I hate self-righteous pricks who give me a hard time about not having achieved fluency in Korean.

How far one should go with their hangul and Korean studies is a conversation every waeguk should have…with themselves.

Am I becoming part of the culture? No, not really. But am I detracting from Jeju society?Am I setting a poor example, reinforcing xenophobia? Am I being a rude houseguest?

Sometimes, but that doesn’t have much to do with learning or not learning Korean. If native-born people can fall down drunk on the sidewalk, why can’t waeguken?

Teaching friends should probably encourage each other to move beyond the ‘tourist’ lifestyle, but encouraging is not the same as judging.

Anyway, I have friends who are Korean. Not a lot, but a few. We converse in English. They same okay with that.

Some foreigners perhaps resent the idea of living among ‘tourists.’ They’re afraid of having an inauthentic experience, or perhaps just resent other foreigners who do so.

You think you’re a better person than I for knowing more Korean, but I think I’m a better person than you for knowing more about baseball and outer space. Let’s agree to disagree.

I hate teething puppies. Onya likes to bite. Everything. But mostly me. She tries to bite my legs. She tries to bite my fingers. She tries to bit my face. She even tried to bite my throat.

And then when I get mad she looks very confused, she has no idea she’s being vicious and unruly.

Imagine if in Jurassic Park, the T-Rex didn’t chase the jeeps, and just looked at them sadly and was like “why does nobody like meeeee?”

That’s Onya right now.

So far I’m trying a steady dose of bone giving and water gun. Onya hates the water gun but has not yet associated it with the biting.

I hate my landlord’s husband. The drunk fool has never said anything to me and now he’s claiming Onya is HIS dog.

Now, this sort of makes sense, since I found Onya in the yard, but if this is the case, it means:

*he’s badly mistreated her/doesn’t understand what a dog is

*he’s let me take care of her and do all the hard work, until…who knows when

There is no way he isn’t aware how I’ve been taking care of the dog, especially now. She walks around with a collar. Where does he think Onya got her collar? Does he think puppies grow them at a certain stage in their development?

His idea of taking care of a dog is to leave her outside and throw a piece of watermelon out the window every day. If he wants to control the dog, he can pay for the vet bills, food, bones, crate, toys, and collar (treats are on me).

Otherwise, he should continue not speaking to me and allow me to continue my foster parenting as I search for a good and permanent home over the next month or so.

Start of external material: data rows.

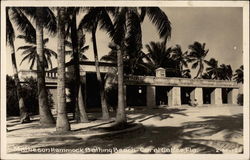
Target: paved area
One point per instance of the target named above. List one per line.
(205, 129)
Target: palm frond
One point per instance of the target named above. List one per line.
(161, 21)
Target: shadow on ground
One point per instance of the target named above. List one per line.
(187, 138)
(160, 113)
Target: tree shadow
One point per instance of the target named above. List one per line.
(231, 126)
(161, 113)
(189, 137)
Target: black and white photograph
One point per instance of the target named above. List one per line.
(124, 79)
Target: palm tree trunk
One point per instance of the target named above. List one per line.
(120, 115)
(105, 113)
(62, 123)
(83, 115)
(74, 39)
(24, 117)
(46, 118)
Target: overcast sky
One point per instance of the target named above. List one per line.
(220, 28)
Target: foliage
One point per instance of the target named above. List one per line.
(196, 56)
(214, 71)
(30, 51)
(30, 96)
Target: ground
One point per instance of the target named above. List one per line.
(204, 129)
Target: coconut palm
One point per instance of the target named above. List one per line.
(98, 16)
(76, 45)
(10, 37)
(180, 58)
(239, 75)
(42, 17)
(62, 123)
(82, 48)
(213, 69)
(30, 52)
(127, 30)
(160, 56)
(197, 56)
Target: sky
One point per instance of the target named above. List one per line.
(220, 28)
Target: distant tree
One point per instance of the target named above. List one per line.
(197, 56)
(239, 75)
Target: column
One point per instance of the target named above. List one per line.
(174, 97)
(216, 97)
(198, 95)
(151, 96)
(232, 96)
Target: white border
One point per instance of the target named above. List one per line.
(243, 4)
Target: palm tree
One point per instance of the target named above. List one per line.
(82, 48)
(213, 69)
(197, 56)
(127, 29)
(95, 16)
(226, 72)
(77, 48)
(160, 56)
(10, 37)
(239, 75)
(180, 58)
(62, 123)
(30, 52)
(46, 118)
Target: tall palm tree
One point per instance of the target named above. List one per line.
(82, 48)
(180, 58)
(46, 118)
(239, 75)
(127, 29)
(98, 16)
(30, 51)
(197, 56)
(10, 37)
(62, 123)
(160, 56)
(77, 45)
(213, 69)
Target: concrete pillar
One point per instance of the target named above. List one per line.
(232, 96)
(216, 96)
(198, 95)
(151, 96)
(174, 96)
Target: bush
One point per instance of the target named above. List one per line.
(240, 99)
(30, 96)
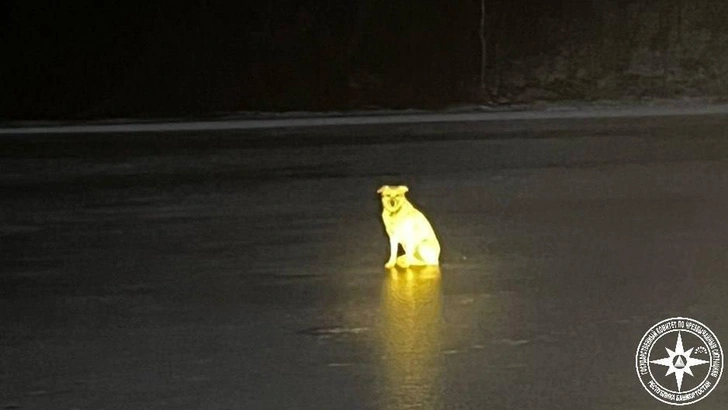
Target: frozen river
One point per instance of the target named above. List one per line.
(243, 269)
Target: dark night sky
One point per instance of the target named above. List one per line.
(202, 57)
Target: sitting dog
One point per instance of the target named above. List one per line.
(408, 227)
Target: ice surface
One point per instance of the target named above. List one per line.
(242, 276)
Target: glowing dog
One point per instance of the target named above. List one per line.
(408, 227)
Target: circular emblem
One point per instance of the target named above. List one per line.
(679, 361)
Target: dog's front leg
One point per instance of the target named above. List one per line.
(393, 245)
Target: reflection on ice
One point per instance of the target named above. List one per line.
(411, 338)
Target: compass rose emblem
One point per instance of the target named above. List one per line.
(679, 361)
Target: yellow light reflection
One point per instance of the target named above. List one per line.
(412, 326)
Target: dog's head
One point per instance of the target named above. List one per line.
(393, 197)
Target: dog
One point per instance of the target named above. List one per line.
(408, 227)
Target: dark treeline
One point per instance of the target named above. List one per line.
(212, 56)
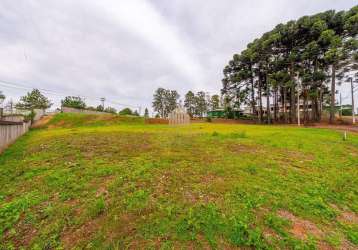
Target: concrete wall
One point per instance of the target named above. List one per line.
(10, 131)
(82, 111)
(13, 118)
(39, 113)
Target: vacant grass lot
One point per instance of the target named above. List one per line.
(114, 182)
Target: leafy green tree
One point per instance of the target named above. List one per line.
(299, 57)
(110, 110)
(146, 113)
(2, 96)
(73, 102)
(126, 111)
(189, 103)
(215, 102)
(34, 100)
(201, 105)
(165, 101)
(100, 108)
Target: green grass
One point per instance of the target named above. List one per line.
(111, 182)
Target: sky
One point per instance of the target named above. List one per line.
(125, 49)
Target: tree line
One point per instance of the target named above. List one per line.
(36, 100)
(196, 105)
(300, 61)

I hate my old boss right now. He’d probably tsk tsk me and say this is a matter of “cultural differences.” Like if I had a pet turtle and somebody thought that I was mistreating the turtle or not giving it enough love. Like if I had a pet chicken and somebody thought they had a right to it because they were going to buy it a house and a chicken suit or something like that.

There are two things wrong with this. First of all, if that is the case, then he needed to assert himself as the rightful owner of the dog the FIRST time he saw her with me, not two and a half weeks later. Once he saw the collar especially he needed to address the issue.

Second, and more importantly, I’m okay with saying that a lot of people here treat their dogs like shit.

I don’t know enough about animal rights and Korean culture to write a treatise on the subject. You should not trust anything I say.

Cultural bias and ethnocentrism plays a strong role in how we see things.

Right now I’m a hater.

Other things I hate (but not EVERYTHING I hate): blood clots (get well soon Dillon Gee), the Home Run Derby, gamma ray bursts, standing around confused and bored at Island Stone, rain, shifting into neutral, lumps in my Irish car bomb, other people at the gym, and giant lizard men who terrorize Manhattan.